[Phantom Fortune, A Novel by M. E. Braddon]@TWC D-Link bookPhantom Fortune, A Novel CHAPTER XVIII 18/21
His whole form looked wasted and shrunken, and John Hammond thought he had never seen so old a man--or at any rate any man who was so deeply marked with all the signs of extreme age; and yet in the backwoods of America he had met ancient settlers who remembered Franklin, and who had been boys when the battle of Bunker's Hill was fresh in the memory of their fathers and mothers. The little old man was clad in a thick grey overcoat of some shaggy kind of cloth which looked like homespun.
He wore a felt hat, and carried a thick oak stick, and there was nothing in his appearance to indicate that he belonged to any higher grade than that of the shepherds and guides with whom Hammond had made himself familiar during his previous visit.
And yet there was something distinctive about the man, Hammond thought, something wild and uncanny, which made him unlike any of those hale and hearty-looking dalesmen on whom old age sate so lightly.

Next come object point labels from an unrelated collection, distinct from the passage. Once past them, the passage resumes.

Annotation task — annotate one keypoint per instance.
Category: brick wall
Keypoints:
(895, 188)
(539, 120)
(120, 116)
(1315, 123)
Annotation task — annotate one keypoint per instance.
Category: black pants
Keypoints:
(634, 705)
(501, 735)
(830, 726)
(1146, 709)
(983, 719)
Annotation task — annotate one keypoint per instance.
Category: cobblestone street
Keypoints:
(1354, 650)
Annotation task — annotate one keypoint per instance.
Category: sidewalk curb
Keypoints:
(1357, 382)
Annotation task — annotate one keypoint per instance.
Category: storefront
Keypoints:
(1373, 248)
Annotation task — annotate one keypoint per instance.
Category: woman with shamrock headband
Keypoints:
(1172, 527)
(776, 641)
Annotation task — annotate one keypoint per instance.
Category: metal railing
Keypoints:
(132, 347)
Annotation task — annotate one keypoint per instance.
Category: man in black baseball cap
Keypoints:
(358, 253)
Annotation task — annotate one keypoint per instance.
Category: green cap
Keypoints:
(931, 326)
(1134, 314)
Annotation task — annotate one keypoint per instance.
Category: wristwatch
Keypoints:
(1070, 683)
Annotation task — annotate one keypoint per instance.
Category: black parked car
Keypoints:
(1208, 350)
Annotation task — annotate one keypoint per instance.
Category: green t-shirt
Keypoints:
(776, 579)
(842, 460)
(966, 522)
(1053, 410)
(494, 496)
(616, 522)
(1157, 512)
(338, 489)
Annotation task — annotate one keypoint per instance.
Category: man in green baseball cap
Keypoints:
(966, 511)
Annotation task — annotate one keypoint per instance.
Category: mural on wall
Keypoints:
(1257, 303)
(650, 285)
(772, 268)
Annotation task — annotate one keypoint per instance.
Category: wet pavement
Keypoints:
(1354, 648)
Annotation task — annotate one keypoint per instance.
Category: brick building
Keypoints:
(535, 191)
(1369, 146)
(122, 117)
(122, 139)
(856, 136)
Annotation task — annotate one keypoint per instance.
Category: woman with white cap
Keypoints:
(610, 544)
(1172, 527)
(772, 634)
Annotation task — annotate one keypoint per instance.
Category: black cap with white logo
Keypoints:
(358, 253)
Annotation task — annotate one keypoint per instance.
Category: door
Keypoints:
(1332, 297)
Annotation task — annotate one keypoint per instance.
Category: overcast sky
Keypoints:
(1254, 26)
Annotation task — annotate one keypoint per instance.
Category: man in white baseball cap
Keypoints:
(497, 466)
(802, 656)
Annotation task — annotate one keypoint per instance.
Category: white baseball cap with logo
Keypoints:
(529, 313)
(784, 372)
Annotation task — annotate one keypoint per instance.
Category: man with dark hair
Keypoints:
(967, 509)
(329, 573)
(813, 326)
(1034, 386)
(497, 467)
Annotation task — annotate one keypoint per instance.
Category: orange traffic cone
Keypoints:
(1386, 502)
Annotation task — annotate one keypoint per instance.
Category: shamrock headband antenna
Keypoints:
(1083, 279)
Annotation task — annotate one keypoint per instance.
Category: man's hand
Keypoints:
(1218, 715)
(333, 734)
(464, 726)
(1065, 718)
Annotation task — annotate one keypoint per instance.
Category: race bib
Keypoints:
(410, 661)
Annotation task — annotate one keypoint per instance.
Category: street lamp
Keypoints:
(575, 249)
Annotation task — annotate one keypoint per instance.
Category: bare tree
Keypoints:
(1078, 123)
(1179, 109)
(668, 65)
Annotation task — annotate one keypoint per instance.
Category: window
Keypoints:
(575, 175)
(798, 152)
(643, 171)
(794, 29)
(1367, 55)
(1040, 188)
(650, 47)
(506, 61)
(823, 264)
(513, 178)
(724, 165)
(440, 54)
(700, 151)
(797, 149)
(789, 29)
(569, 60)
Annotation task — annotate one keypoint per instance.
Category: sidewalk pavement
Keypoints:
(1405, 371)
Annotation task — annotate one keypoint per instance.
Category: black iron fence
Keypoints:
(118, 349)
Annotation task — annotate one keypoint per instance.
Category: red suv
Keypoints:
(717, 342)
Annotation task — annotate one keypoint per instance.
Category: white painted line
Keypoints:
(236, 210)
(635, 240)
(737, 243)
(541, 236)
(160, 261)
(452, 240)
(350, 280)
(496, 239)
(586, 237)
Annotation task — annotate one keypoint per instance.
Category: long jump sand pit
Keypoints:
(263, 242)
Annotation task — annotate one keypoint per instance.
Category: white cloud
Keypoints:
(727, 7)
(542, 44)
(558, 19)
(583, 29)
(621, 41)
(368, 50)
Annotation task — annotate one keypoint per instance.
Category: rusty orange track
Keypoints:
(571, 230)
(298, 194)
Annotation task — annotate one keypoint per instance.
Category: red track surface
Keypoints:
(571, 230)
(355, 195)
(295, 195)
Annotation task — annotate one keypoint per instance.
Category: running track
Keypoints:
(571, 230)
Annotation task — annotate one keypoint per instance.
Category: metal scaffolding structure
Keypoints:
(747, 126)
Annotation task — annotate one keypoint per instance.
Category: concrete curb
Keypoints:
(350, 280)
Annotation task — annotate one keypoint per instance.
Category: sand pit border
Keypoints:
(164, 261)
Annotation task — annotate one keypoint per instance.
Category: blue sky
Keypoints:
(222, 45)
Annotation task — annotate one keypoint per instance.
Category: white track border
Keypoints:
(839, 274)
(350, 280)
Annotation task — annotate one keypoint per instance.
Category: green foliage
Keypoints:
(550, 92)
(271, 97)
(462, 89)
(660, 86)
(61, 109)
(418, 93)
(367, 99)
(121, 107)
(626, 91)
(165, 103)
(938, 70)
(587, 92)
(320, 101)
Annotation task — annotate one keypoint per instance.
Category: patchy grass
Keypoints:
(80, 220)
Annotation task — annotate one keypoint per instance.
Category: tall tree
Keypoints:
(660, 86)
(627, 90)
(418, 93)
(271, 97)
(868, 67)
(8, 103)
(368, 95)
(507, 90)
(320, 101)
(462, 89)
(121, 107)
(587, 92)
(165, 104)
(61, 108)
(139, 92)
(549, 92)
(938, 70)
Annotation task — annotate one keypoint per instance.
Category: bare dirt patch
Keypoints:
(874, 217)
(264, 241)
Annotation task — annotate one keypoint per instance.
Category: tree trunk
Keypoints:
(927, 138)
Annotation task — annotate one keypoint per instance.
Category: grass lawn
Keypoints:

No, John Hammond could not fancy this man, with his pallid countenance and pale crafty eyes, to be of the same race as those rugged and honest-looking descendants of the Norsemen. Perhaps it was the man's exceeding age, for John Hammond made up his mind that he must be a centenarian, which gave him so strange and unholy an air.
He had the aspect of a man who had been buried and brought back to life again. So might look one of those Indian Fakirs who have the power to suspend life by some mysterious process, and to lie in the darkness of the grave for a given period, and then at their own will to resume the functions of the living.